Issues of gcc optimization with rdtsc

2020-06-07 05:03发布

问题:

I am using rdtsc and cpuid instructions (using volatile inline assembly instructions) to measure the CPU cycles of a program. The rdtsc instruction gives realistic results for my programs on Linux (with speed optimization -o2 -fomit-frame-pointer) and Windows (using speed optimization options C compiler for MS Visual Studio 2008 (I think its VC 9.0)).

Recently, I implemented a new program, which uses a lot of table-lookups and stuff like this. However, the rdtsc measurements of this program with gcc optimization on Linux always results in wrong measurements (very small number of CPU cycles) than I expect. The rdtsc measurements of the same program while running on Windows (compiled with optimizations and compiler I mentioned above) are realistic and agree to out expectations.

My question is there any way gcc optimization move the volatile assembly instructions some where to produce the above mentioned behaviour?

My code for the timers is given below:

#define TIMER_VARS                                                 \
  uint32 start_lo, start_hi;                                       \
  uint32 ticks_lo, ticks_hi

#define TIMER_START()                                              \
  __asm__ __volatile__                                             \
     ("rdtsc"                                                      \
     : "=a" (start_lo), "=d" (start_hi) /* a = eax, d = edx*/      \
     : /* no input parameters*/                                    \
     : "%ebx", "%ecx", "memory")

#define TIMER_STOP()                                               \
  __asm__ __volatile__                                             \
     ("rdtsc"                                                      \
     "\n        subl %2, %%eax"                                    \
     "\n        sbbl %3, %%edx"                                    \
     : "=&a" (ticks_lo), "=&d" (ticks_hi)                          \
     : "g" (start_lo), "g" (start_hi)                              \
     : "%ebx", "%ecx", "memory")

I would be very thankful if some body could suggest some ideas on this.

thanks,

回答1:

In order to prevent an inline rdtsc function from being moved across any loads/stores/other operations, you should both write the asm as __asm__ __volatile__ and include "memory" in the clobber list. Without doing the latter, GCC is prevented from removing the asm or moving it across any instructions that could need the results (or change the inputs) of the asm, but it could still move it with respect to unrelated operations. The "memory" clobber means that GCC cannot make any assumptions about memory contents (any variable whose address has been potentially leaked) remaining the same across the asm, and thus it becomes much more difficult to move it. However, GCC may still be able to move the asm across instructions that only modify local variables whose address was never taken (since they are not "memory").

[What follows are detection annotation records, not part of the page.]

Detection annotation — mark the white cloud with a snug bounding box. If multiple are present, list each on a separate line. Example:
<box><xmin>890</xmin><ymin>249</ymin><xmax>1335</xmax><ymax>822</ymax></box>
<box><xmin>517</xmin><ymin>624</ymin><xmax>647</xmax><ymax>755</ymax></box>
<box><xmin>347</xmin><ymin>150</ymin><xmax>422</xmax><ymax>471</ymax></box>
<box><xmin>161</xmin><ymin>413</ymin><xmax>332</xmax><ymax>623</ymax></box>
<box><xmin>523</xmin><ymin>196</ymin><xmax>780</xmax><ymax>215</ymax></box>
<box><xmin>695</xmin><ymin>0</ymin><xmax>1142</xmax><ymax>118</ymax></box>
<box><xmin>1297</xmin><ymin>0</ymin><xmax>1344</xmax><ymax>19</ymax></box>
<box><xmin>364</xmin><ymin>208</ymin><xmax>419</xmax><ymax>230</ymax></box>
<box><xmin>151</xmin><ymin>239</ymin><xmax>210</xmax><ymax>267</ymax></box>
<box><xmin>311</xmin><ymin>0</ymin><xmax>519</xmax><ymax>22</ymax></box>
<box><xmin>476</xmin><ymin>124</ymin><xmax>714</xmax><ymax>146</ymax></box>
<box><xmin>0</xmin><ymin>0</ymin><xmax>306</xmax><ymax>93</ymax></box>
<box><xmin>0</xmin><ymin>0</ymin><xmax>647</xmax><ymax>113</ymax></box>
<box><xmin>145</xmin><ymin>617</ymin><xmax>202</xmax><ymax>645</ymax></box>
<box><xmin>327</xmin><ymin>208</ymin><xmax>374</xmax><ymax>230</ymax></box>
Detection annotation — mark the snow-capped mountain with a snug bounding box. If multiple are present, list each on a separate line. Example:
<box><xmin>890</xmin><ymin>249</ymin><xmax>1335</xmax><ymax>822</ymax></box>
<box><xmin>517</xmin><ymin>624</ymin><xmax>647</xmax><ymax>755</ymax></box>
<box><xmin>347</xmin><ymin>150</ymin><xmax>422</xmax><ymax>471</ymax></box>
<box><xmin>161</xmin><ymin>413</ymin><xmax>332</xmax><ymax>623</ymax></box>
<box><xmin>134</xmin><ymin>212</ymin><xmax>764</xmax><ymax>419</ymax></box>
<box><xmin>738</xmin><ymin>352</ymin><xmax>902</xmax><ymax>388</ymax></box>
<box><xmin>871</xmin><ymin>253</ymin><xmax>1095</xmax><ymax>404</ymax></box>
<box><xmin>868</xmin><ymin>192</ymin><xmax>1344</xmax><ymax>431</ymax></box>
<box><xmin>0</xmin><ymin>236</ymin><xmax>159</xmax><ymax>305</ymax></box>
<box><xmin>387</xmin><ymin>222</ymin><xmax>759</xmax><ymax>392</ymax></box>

Oh, and as wildplasser said in a comment, check the asm output before you waste a lot of time on this.



回答2:

I don't know if it is(was) correct, but the code I once used was:

#define rdtscll(val) \
      __asm__ __volatile__("rdtsc" : "=A" (val))

typedef unsigned unsigned long long Ull;

static inline Ull myget_cycles (void)
{
Ull ret;

rdtscll(ret);
return ret; 
}

I remember it was "slower" on Intel than on AMD. YMMV.